The cost of separation varies according to where the spouses live and the level of cooperation between them.
Lawyer fees may take up a great portion of the overall costs. Additional costs include filing a petition for a legal separation and a Separation Agreement. If both spouses agree to the terms, costs will be relatively straightforward. If one spouse files a counter-petition because they don’t agree with the terms, there may be the added costs of working with a mediator to come to an agreement. Otherwise, the agreement goes before a judge to review, approve, and sign.

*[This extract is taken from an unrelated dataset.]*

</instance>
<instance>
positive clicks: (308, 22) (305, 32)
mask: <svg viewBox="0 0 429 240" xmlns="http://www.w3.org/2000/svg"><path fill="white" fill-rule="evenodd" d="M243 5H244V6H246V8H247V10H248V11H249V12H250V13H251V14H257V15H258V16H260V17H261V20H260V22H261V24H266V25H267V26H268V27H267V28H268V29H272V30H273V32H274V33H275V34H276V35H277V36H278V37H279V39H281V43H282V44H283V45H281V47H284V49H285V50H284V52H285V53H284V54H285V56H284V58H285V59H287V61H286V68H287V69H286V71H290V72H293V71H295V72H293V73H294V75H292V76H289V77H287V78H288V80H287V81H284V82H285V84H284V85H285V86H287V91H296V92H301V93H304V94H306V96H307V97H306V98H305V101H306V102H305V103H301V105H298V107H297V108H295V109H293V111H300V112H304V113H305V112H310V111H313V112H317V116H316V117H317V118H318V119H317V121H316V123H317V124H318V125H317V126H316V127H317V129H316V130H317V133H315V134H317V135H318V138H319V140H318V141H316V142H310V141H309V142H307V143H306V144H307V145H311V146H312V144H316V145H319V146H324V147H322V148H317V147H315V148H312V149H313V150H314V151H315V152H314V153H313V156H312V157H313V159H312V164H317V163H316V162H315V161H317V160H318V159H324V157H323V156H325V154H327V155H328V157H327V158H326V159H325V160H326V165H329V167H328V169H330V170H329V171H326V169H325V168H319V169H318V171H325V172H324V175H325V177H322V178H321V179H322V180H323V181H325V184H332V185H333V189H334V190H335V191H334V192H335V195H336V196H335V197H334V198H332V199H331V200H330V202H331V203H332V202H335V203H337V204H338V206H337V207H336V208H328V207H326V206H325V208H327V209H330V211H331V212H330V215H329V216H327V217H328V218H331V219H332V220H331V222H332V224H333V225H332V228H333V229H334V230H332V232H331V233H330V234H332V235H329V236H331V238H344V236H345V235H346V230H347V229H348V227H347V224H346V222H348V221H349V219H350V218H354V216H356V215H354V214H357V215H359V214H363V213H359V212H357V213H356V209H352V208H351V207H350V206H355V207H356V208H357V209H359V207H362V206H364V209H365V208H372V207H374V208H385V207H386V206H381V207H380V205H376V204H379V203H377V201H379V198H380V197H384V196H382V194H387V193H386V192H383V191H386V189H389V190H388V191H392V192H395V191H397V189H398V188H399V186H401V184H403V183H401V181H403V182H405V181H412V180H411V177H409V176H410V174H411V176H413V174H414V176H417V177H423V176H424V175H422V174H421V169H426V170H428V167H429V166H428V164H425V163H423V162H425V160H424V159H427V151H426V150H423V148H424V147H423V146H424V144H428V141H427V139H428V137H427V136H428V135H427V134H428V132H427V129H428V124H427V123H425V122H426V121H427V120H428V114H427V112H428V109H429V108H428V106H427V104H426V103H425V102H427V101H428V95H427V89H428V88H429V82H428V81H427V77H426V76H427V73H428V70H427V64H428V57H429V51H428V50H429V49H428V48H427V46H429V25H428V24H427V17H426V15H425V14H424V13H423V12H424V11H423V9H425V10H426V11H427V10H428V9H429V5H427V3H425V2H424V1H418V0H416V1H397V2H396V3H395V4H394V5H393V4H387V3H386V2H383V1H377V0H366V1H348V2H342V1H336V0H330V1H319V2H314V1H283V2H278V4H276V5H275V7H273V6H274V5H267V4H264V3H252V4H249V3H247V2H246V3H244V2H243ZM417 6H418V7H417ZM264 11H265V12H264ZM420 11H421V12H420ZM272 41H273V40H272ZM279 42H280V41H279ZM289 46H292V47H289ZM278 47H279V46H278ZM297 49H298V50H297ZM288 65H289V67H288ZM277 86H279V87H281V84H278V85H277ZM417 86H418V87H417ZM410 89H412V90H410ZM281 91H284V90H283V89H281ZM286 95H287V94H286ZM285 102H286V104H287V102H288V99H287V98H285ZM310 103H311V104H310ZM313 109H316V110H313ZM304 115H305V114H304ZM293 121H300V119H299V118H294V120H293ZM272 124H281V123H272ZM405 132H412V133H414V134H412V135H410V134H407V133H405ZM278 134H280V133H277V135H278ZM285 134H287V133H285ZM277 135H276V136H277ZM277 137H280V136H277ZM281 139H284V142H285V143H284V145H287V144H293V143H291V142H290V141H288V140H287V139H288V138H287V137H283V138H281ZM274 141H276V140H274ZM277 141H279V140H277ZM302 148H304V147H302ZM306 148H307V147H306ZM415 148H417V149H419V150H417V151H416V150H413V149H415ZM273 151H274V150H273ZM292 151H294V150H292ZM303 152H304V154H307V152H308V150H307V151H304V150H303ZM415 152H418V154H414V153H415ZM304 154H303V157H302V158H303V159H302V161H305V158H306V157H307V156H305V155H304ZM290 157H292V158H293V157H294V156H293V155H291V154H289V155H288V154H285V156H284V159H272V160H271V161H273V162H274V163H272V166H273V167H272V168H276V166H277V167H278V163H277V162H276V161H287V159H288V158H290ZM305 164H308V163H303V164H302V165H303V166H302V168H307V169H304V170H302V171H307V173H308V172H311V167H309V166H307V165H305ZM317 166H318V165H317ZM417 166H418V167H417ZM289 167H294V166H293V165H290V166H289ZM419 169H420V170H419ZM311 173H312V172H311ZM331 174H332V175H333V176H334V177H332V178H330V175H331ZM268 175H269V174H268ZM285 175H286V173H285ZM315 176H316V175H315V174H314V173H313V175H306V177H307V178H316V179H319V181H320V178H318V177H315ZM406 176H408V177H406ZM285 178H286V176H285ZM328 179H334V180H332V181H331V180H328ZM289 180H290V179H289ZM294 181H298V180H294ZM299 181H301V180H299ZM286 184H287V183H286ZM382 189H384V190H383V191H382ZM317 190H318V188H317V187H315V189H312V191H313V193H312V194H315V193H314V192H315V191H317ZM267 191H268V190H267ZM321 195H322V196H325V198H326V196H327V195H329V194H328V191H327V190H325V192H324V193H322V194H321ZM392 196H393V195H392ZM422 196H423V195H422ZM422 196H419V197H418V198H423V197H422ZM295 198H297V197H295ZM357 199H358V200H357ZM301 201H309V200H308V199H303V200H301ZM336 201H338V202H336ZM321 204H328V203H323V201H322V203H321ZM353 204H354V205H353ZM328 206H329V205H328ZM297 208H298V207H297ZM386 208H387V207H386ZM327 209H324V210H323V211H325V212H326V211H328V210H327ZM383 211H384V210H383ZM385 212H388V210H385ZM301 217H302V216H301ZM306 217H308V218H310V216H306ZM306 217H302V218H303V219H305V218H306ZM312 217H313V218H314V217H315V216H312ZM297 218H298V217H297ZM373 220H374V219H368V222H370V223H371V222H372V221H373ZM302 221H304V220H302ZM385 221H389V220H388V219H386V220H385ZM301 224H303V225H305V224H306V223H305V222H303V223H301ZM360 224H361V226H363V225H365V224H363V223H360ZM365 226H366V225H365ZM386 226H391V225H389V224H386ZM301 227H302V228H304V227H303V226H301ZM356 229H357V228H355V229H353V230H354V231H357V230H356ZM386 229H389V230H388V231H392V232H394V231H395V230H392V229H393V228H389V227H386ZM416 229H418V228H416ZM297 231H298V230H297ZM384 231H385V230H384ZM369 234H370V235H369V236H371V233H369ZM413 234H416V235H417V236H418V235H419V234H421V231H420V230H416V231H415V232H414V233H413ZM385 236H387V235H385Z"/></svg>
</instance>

Can Separation Occur Without a Lawyer?

A couple who is separating doesn’t require a lawyer to make a Separation Agreement and address finances, property, and child terms. However, spouses may choose to consult their own attorney if they don’t agree on separation terms and are pursuing a legal separation in court. Legal assistance can also be helpful because lawyers are experienced in handling these matters and can provide guidance during an emotional separation process.

How Do Spouses Cope With Separation?

Separation is not easy, and there are bound to be feelings of sadness, anger, confusion, and anxiety. It’s important for each spouse to take time to process their feelings and ensure they have someone to talk to, like a trusted friend, family member, or mental health professional.
Ultimately, spouses may be separating from each other to address problems in their marriage. Time away to reset can be healing for both individuals and help each person identify what they want, whether it’s to stay together or move forward separately. Open communication and respect between spouses can go a long way to keeping disagreements to a minimum and ensuring the breakup doesn’t prolong bad feelings for everyone involved.